The non-oil sector in Kuwait witnessed solid growth in the first quarter with the non-oil GDP bouncing back with a strong 4.7% year-on-year increase after a 2.3% fall in the previous quarter, according to a report by National Bank of Kuwait.

The improvement was driven by strong growth in the manufacturing sector (including oil refining), which rose 20% versus -9% in Q4 23, boosted by a base effect due to weakness a year earlier.

Marked growth improvements in retail and ‘other services’ (mostly real estate and business services) also helped, satted the country's top bank in its report citing provisional CSB data.

Major volatility in the GDP data in recent quarters makes an assessment of the underlying trend difficult, it stated.

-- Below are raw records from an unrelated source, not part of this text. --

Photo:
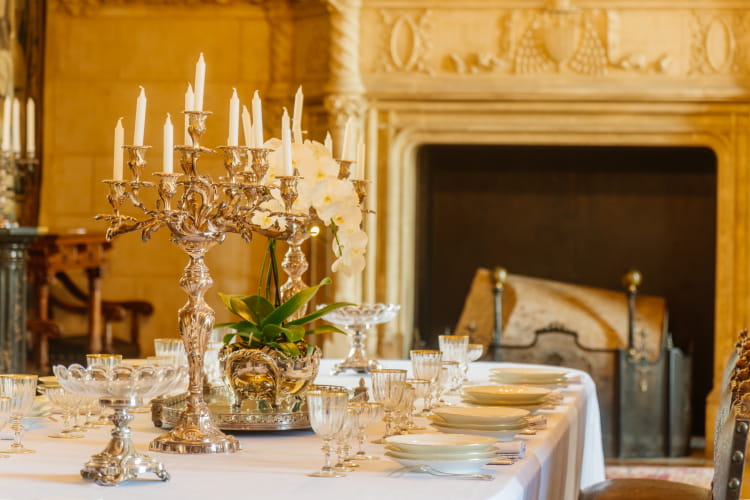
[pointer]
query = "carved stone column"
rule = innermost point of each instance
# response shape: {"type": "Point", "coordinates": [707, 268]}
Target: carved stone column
{"type": "Point", "coordinates": [13, 279]}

In its report, NBK said there was scope for the provisional full-year 2023 non-oil growth figure of -2.9% to be revised higher.

"But at the same time, performance at the start of 2024 is well above our full-year forecast of around 2.5% and if it persists, would put Kuwait at or near the top of the GCC growth league this year," it stated.

"We do note however that the S&P Global PMI gauge for Kuwait has drifted slightly higher so far this year, providing some corroboration of better economic conditions. Other indicators such as credit growth, project awards and real estate activity have also picked up slightly" said the country's top bank in the report.

Oil sector GDP meanwhile registered a steep decline of -9.8% y/y in Q1 (Q4 23 -6.4%) reflecting Opec-led supply cuts that pushed Kuwait’s crude production down to 2.41 mb/d through the quarter. Overall GDP growth stood at -2.7% y/y, better than -4.4% in the previous quarter, it added.